Electroproduction ratios of Baryon-Meson states and Strangeness Suppression

TL;DR

This paper extends the quark model to include sea quarks, predicting electroproduction ratios of baryon-meson states that align with experimental data, and proposes new measurements to further explore nucleon structure.

Contribution

An extended quark model incorporating sea quarks predicts electroproduction ratios and strangeness suppression consistent with experimental results, offering new testable predictions.

Findings

Predicted ratios match Jlab experimental data.

Strangeness suppression factor agrees with CERN results.
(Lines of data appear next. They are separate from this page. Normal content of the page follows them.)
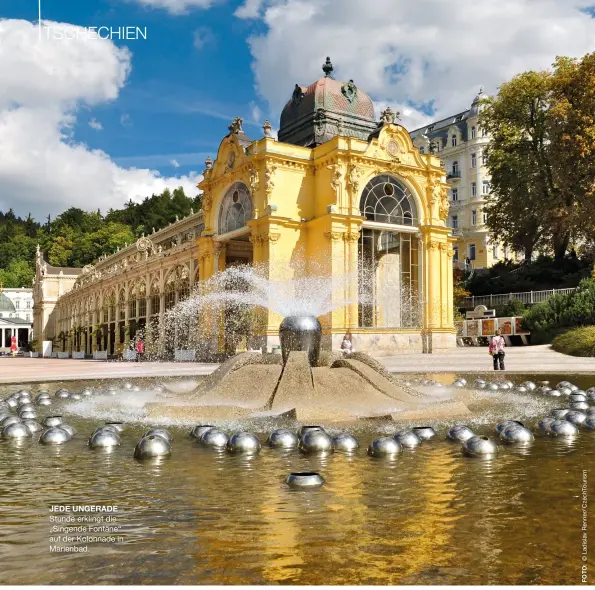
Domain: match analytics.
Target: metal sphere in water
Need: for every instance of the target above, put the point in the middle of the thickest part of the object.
(304, 480)
(300, 333)
(407, 439)
(575, 417)
(385, 446)
(104, 439)
(460, 432)
(316, 441)
(582, 406)
(152, 446)
(479, 446)
(283, 439)
(345, 443)
(516, 434)
(214, 438)
(424, 432)
(16, 430)
(199, 430)
(33, 426)
(563, 428)
(559, 413)
(545, 424)
(243, 442)
(9, 420)
(500, 427)
(159, 432)
(52, 421)
(54, 436)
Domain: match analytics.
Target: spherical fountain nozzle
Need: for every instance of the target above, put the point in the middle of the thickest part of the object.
(300, 333)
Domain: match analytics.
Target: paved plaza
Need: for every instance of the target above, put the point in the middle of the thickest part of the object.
(526, 359)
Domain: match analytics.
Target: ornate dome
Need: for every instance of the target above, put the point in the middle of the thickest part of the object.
(326, 108)
(6, 304)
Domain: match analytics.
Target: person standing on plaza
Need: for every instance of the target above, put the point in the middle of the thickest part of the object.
(496, 349)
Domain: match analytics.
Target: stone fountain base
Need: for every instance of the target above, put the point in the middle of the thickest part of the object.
(341, 390)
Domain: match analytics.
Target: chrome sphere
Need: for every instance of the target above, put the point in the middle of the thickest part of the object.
(385, 446)
(54, 436)
(559, 413)
(300, 333)
(316, 441)
(52, 421)
(9, 420)
(516, 434)
(545, 424)
(304, 480)
(508, 423)
(214, 438)
(104, 439)
(460, 432)
(158, 432)
(424, 432)
(16, 430)
(563, 428)
(575, 417)
(479, 446)
(70, 429)
(407, 439)
(152, 446)
(199, 430)
(33, 426)
(243, 442)
(345, 443)
(283, 439)
(304, 429)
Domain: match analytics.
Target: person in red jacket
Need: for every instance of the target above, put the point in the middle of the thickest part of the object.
(496, 349)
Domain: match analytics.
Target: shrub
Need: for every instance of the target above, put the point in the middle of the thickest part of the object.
(564, 311)
(576, 342)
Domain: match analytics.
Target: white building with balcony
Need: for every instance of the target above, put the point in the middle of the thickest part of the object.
(460, 142)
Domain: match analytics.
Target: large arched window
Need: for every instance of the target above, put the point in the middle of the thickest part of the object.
(236, 208)
(386, 200)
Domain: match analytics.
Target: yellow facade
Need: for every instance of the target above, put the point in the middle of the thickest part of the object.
(307, 219)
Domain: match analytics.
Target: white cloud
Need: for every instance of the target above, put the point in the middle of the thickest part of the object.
(42, 169)
(412, 54)
(177, 6)
(203, 36)
(250, 9)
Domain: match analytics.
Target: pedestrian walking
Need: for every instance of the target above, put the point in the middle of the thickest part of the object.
(496, 349)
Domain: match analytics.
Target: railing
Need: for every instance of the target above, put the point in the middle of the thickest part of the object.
(526, 297)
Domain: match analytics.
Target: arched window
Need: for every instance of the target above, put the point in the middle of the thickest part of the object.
(236, 208)
(386, 200)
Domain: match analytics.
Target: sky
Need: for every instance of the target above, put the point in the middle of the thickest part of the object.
(94, 122)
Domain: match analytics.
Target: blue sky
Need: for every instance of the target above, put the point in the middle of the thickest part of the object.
(96, 123)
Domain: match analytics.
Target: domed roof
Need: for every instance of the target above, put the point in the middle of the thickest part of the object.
(6, 304)
(324, 109)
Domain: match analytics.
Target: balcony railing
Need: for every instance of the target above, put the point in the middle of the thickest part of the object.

Proposed new experiments to test nucleon sea quark structure.

Abstract

We describe the electroproduction ratios of baryon-meson states from nucleon, inferring from the sea quarks in the nucleon using an extension of the quark model that takes into account the sea. As a result we provide, with no adjustable parameters, the predictions of ratios of exclusive meson-baryon final states:$\Lambda K^+$, $\Sigma ^{*}K$, $\Sigma K$, $p\pi^0$, and $n\pi^+$. These predictions are in agreement with the new Jlab experimental data showing that sea quarks play an important role in the electroproduction. We also predicted further ratios of exclusive reactions that can be measured and tested in future experiments. In particular, we suggested new experiments on deuterium and tritium. Such measurements can provide crucial test of different predictions concerning the structure of nucleon and its sea quarks helping to solve an outstanding problem. Finally, we computed the so called strangeness suppression factor, $\lambda_s$, that is the suppression of strange quark-antiquarks compared to nonstrange pairs, and we found that our finding with this simple extension of the quark model is in good agreement with the results of Jlab and CERN experiments.